The human stomach harbors a large number of bacteria in addition to Helicobacter pylori 6. Proteobacteria, Firmicutes, Bacteroidetes, Fusobacteria, and Actinobacteria are predominant in gastric microbiota, although there is considerable variation in the most abundant bacteria between individuals 7,8. Gastric microbiota are potentially linked to the development of gastric cancer.

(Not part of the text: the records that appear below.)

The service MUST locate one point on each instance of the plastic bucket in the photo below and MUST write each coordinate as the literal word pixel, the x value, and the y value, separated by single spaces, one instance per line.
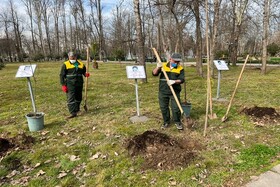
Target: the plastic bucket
pixel 35 121
pixel 186 106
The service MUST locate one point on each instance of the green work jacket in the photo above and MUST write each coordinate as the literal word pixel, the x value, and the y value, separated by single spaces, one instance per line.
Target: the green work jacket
pixel 173 74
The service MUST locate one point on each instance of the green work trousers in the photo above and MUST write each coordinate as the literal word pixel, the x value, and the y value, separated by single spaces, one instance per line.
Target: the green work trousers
pixel 74 98
pixel 164 100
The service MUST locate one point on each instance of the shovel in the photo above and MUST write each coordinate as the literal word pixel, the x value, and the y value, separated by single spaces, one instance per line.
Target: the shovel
pixel 226 115
pixel 172 90
pixel 86 82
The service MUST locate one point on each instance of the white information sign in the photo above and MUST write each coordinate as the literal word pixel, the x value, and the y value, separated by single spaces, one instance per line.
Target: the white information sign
pixel 135 72
pixel 221 65
pixel 26 71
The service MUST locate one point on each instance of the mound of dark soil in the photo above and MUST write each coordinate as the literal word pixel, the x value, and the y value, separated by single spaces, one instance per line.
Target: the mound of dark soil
pixel 161 151
pixel 262 115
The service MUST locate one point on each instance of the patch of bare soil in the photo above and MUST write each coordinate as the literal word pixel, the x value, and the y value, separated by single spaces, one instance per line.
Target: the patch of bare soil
pixel 161 151
pixel 262 115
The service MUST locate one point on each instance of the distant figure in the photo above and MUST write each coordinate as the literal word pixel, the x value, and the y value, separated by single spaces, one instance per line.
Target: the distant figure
pixel 175 73
pixel 71 79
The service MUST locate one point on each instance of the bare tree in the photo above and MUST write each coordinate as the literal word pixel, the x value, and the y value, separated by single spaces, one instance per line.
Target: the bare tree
pixel 28 5
pixel 38 11
pixel 213 41
pixel 140 38
pixel 17 31
pixel 239 7
pixel 198 38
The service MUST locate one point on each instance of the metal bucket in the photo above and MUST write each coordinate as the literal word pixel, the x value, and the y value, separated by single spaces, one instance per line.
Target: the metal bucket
pixel 35 121
pixel 186 106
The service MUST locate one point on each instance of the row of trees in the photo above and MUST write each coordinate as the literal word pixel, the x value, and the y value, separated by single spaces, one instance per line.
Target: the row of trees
pixel 48 29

Germ-free transgenic mice had a delayed onset of H. pylori-induced gastric cancer compared with specific pathogen-free mice 9. Intervention with antimicrobial therapies delayed the onset of gastric cancer in transgenic mice irrespective of H. pylori infection 10. Feeding of germ-free transgenic mice with an artificial intestinal microbiota accelerated the occurrence of cancer 9.

Gastric cancer is one of leading causes of cancer-related death. It develops through a multifactorial, multistep process 11. H. pylori, a major carcinogenic pathogen of the stomach 12, initiate the mucosal inflammation, leading to mucosal atrophy and finally cancer. Using culture-dependent approaches, bacterial overgrowth in the stomach has been found with a lowered acid output 13,14. These bacteria potentially promote the production of nitrite, leading to accumulation of carcinogenic N-nitroso compounds 15,16. Thus, it has been supposed that overgrowth of bacteria contributes toward the development of gastric cancer 17. However, microbiota in gastric cancer has not been well studied. The microbial diversity, structure, and composition in gastric cancer remain poorly understood. The aim of the present study was to characterize the microbial community in gastric cancer and explore its potential associations with the carcinogenesis.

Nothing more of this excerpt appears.